第3話 王子様

 スエコが大きな声で叫びました。

「わあ、雪だるまが降ってきた! 」

 イタタタタッと叫びながら雪だるまが起き上がりました。

 サキエも驚いて目を丸く見開いて落ちてきたものを見つめています。

「誰が雪だるまだ! ボクは王子だぞ」と雪だるま…いえ、王子は言いました。

「雪だるまがしゃべった! 」スエコは大喜びでしたが、サキエはさすがにお姉ちゃんでしっかり者です。

「あなたはだあれ? 見たところ雪だるまに手と足がくっ付いてるだけみたいだけど?」と尋ねると。

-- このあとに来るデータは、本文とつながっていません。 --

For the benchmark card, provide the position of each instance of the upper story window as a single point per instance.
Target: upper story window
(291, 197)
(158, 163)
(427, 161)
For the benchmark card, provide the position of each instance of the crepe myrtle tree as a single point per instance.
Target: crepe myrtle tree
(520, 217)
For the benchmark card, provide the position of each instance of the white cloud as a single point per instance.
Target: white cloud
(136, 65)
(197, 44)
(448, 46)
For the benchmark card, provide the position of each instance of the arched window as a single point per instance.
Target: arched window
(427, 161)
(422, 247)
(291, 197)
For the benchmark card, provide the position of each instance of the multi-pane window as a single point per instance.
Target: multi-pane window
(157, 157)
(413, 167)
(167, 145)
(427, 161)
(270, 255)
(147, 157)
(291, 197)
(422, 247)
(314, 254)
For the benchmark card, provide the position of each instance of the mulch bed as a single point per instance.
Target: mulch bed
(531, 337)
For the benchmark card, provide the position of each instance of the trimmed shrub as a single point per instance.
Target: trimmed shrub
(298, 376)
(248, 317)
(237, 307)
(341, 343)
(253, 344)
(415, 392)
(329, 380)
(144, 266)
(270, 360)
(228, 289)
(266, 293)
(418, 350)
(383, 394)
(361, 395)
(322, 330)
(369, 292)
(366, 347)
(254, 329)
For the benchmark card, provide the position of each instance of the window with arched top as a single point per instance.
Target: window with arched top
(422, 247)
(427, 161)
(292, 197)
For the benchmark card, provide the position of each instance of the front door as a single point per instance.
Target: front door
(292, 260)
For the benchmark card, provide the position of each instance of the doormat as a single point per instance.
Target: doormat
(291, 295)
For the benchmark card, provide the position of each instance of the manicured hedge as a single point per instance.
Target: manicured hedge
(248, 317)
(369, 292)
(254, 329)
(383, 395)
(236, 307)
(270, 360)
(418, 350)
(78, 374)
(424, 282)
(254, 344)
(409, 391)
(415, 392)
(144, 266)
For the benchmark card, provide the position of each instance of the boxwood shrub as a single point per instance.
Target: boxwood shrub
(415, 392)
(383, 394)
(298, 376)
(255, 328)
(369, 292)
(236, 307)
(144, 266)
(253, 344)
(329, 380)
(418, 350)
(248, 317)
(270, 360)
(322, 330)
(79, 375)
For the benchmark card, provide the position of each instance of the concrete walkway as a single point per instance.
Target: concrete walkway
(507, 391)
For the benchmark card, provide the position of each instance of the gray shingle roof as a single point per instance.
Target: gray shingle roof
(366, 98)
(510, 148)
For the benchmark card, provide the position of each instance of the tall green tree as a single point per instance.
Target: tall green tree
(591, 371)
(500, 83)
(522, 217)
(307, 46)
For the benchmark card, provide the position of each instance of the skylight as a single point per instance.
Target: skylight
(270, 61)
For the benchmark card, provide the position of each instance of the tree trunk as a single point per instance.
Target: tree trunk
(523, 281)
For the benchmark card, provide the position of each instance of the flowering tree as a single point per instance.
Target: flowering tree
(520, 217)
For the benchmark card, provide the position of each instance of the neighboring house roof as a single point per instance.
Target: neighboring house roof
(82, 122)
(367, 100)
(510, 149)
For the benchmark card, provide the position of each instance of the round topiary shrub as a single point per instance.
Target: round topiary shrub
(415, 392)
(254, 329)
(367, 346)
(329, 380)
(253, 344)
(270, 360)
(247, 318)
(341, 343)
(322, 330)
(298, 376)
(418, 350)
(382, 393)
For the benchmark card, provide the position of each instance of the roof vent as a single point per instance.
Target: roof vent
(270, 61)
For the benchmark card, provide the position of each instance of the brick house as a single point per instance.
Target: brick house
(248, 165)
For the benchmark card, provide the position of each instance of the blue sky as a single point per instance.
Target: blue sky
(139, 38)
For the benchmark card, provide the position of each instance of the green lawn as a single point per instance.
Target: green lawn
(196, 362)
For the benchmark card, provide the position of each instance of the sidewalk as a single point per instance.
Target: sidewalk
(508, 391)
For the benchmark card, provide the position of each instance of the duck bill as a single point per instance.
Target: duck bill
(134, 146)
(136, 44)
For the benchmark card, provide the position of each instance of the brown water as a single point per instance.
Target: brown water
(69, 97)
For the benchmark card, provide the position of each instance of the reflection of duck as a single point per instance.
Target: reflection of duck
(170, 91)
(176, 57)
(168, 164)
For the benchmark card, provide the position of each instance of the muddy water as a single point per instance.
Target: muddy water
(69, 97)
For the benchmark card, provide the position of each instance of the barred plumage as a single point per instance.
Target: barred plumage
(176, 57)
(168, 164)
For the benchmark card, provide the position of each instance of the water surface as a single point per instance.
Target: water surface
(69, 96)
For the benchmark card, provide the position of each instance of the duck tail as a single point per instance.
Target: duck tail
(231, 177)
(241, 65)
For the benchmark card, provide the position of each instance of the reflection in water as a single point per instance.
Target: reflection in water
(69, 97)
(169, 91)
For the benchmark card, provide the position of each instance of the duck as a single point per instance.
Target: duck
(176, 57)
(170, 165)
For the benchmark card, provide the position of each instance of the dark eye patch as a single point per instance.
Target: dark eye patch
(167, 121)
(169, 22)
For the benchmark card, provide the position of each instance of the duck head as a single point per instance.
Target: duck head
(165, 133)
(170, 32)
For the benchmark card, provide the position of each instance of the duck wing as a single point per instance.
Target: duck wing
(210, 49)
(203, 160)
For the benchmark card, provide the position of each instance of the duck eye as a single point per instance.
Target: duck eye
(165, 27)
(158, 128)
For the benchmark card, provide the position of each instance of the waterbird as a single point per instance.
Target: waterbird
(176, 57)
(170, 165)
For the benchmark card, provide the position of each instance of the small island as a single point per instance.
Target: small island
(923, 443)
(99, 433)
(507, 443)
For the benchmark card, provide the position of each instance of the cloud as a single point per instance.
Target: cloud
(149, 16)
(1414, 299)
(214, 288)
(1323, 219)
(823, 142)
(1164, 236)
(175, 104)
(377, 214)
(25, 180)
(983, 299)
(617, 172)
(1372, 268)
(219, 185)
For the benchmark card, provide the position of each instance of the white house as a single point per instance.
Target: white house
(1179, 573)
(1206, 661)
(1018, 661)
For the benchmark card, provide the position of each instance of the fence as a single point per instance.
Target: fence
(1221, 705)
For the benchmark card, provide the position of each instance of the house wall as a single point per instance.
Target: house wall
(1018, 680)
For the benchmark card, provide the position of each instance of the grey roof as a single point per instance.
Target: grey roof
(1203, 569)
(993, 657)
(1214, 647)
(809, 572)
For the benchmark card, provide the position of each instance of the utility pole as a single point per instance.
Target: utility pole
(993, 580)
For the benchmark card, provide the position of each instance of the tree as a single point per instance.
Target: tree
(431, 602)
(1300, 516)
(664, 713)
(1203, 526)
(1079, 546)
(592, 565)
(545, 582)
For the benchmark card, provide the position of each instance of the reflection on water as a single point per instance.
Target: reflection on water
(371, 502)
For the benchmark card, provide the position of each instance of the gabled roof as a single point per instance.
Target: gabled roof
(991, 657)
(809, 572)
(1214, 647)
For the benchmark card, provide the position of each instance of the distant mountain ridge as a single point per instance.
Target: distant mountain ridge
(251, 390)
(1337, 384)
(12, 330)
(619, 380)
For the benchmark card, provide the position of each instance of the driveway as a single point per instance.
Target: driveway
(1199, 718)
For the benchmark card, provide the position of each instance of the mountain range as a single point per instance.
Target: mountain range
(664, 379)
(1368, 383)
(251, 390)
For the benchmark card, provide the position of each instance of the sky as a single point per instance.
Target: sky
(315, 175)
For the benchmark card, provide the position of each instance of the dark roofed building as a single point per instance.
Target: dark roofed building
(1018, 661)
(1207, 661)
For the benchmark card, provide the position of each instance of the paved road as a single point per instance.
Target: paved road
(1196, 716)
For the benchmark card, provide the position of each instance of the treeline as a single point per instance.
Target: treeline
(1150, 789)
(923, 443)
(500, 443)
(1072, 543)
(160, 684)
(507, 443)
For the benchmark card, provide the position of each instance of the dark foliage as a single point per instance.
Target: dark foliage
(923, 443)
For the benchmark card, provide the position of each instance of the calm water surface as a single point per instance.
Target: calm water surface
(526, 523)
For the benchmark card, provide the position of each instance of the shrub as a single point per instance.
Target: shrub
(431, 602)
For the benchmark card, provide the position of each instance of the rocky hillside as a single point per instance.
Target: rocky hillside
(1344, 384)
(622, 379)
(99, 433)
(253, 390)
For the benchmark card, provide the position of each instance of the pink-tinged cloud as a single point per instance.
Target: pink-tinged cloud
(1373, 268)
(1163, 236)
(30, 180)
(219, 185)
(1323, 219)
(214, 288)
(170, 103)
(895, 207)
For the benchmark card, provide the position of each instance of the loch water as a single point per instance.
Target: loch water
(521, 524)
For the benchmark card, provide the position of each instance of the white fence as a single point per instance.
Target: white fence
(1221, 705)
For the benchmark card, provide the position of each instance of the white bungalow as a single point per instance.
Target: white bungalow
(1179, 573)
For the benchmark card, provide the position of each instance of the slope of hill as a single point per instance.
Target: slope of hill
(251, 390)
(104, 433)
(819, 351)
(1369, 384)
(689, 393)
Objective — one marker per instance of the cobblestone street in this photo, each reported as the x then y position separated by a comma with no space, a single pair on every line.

「失敬だな! 言っただろ王子だって、氷の国の王子だよ」

と王子は怒って言いました。

「氷の国ですって? おとぎ話じゃあるまいし、でも空から落ちてきたのは確かよね」

とサキエは独り言。

「ねえ王子様、一緒にあそぼうよ」とスエコはもう王子になついています。

「この子は賢いね。でもごめんよ、ボクは今はお仕事の途中なんだよ」

「仕事ってどんな? 」サキエは不躾ぶしつけな質問をします。

「ボクは氷の国の王子なんだよ、だから雪を作って降らせる仕事の監督をしなければならないんだよ」

「じゃあ、なぜ地上に降りて…じゃなくて落ちてきたの?」サキエは遠慮をしません。

「本当に失敬だな、君は!」と王子さまは怒って言いました。

「ちょっと足を滑らせてしまって、雲の端っこから落っこちてしまったんだ」

と王子が言ったので、サキエは鼻で笑って、

「ふーん、氷の国の王子様が雪で足を滑らせて落っこちたのね」と言いました。

 氷の国の王子は顔を真っ赤にして

「誰でも失敗することはある!」と言い返しました。

「あんまりカッカすると熱くなって溶けちゃうよ」とサキエは王子をからかいます。

 氷の国の王子は地団太踏んで悔しがりますが言い返せません。

 プイと横を向くと、空き地から出て道路に出て行こうとしました。

「どこに行くの?」

とサキエが尋ねると。

「氷の国へ帰るんだよ!」

とツンケンして王子が答えます。

「どうやって?」

とサキエはなおも口撃を続けます。

 するとお王子の足は止まってしまいました。